Diário do Alentejo

“O que foi inscrito pela Unesco foi o cante a capella e é assim que o defendemos”

13 de abril 2024 - 12:00
Cantadores do Desassossego têm novo discoFoto| DR

Cantadores do Desassossego, grupo criado em 2015, em Beja

Juntando as diferentes maneiras de cantar das margens direita e esquerda do Guadiana, estudando e recuperando o repertório tradicional da região de Beja, sem, contudo, renegar experiências contemporâneas, o grupo pugna pela criação de um estilo próprio. Com atuações em todo o País, os Cantadores do Desassossego contam, também, no seu historial, com apresentações em Sevilha, Budapeste e Madrid. Ensaiado nos primeiros anos por Francisco Torrão, o grupo é hoje dirigido por José Diogo Bento.

 

Texto José Serrano

 

Os Cantadores do Desassossego, grupo coral alentejano, concluíram as gravações do seu novo disco, estando em vista, para breve, a sua apresentação pública. O “Diário do Alentejo” falou com Rui Teixeira, presidente do coletivo.

 

São 10 os temas deste novo trabalho dos Cantadores do Desassossego, navegando entre modas clássicas e originais do grupo. Como classifica a importância desta convivência entre o classicismo e a inovação para a sustentabilidade do cante alentejano?Nós vemos a tradição como uma raiz que alimenta a árvore que é o nosso património cultural. Se a esquecermos, se dela não cuidarmos, a árvore deixa de medrar e chegará a um ponto que atrofia e morre. Contudo, se apenas olharmos a raiz ela não frutifica. Defendemos, por isso, que o cante deve ser uma entidade viva que, desde que respeitando a sua essência, possibilite o surgimento de novas criações, convivendo, a par, com a salvaguarda desse tesouro que é o cancioneiro tradicional.

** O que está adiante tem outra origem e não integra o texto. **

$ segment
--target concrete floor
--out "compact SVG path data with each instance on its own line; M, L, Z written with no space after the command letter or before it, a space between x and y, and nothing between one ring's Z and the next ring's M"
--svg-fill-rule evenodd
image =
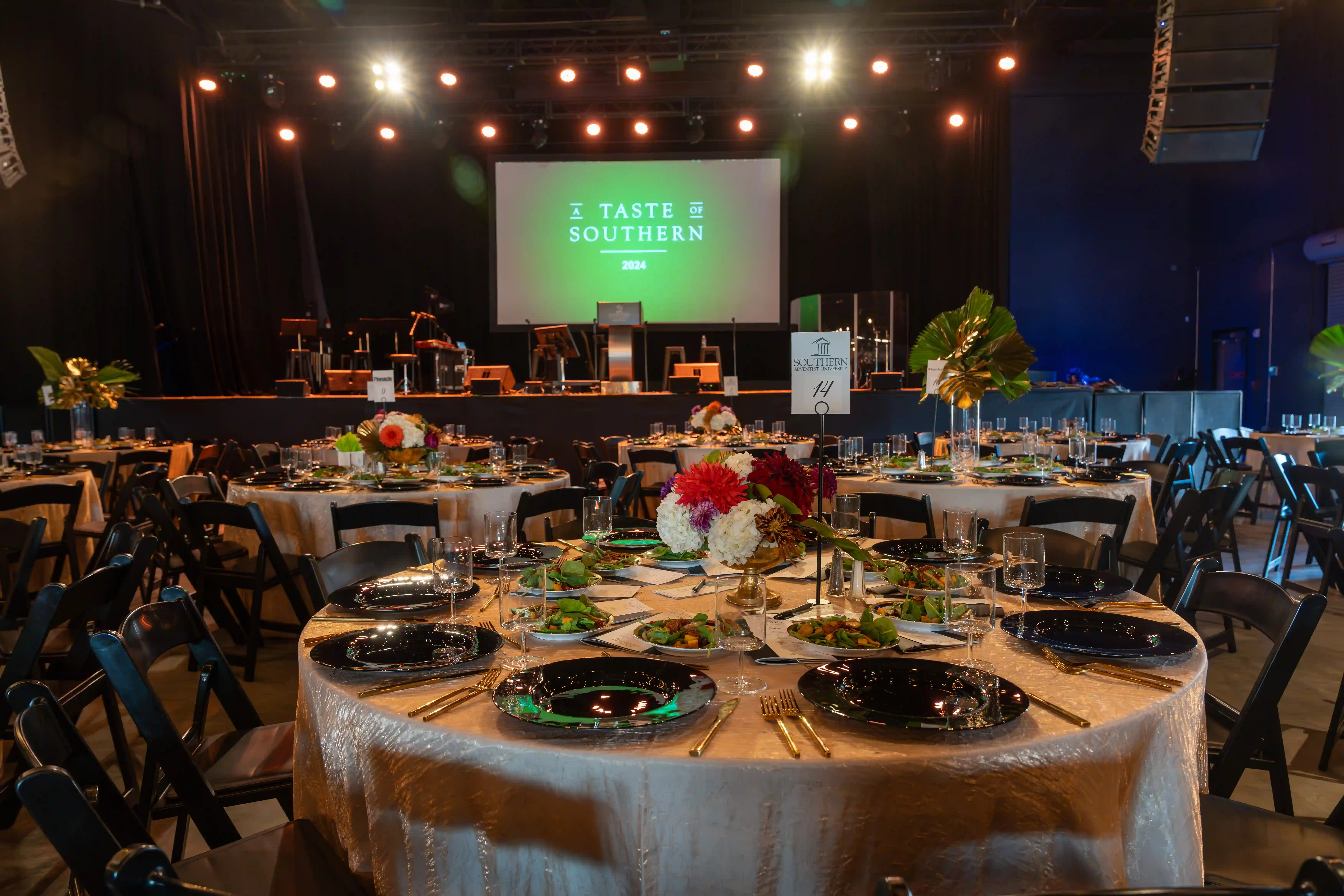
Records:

Refletem as modas originais novas temáticas poéticas, contemporâneas? Acreditamos que sim. Não faz sentido ficarmos agarrados à “terra do pão”, quando o Alentejo, à nossa volta, está a mudar a uma velocidade estonteante.

 

Sendo os Cantadores do Desassossego um grupo com a sua génese em Beja, houve a preocupação de incluir nesta gravação temas referentes ao concelho?Sim, ainda que não exclusivamente, quer nos temas originais, quer nos tradicionais.

 

De que forma foi feita essa pesquisa patrimonial musical? Através da recolha de gravações de antigos grupos do concelho ou de recolhas etnomusicológicas, como, por exemplo, as de Armando Leça [etnomusicólogo que realizou o primeiro levantamento músico – popular feito em Portugal através do registo mecânico de som], em finais da década de 30 do século passado.

Os Cantadores do Desassossego mantêm-se fiéis à sua identidade de cantar a capella, sem utilização de qualquer instrumento musical, se não as vozes dos cantadores. No ano em que se comemoram 10 anos de inscrição do cante como Património da Humanidade é importante que essa marca identitária seja sublinhada?Essa é uma guerra que não compramos. Se há documentos, de finais do século XIX, que sugerem a presença de instrumentos em alguns momentos, que não só os bailes ou o baldão, a verdade é que o que foi inscrito na Lista Representativa do Património Cultural Imaterial da Humanidade da Unesco foi o cante a capella, e é assim que o defendemos. Não deixamos, contudo, de ser um grupo musical e música é música. Daí não nos ser estranho integrarmos projetos de fusão, em que o nosso cante se integra com, por exemplo, o ambiente musical criado por um quarteto de jazz ou uma banda filarmónica, sem sentirmos que daí possa sair maculada a nossa essência.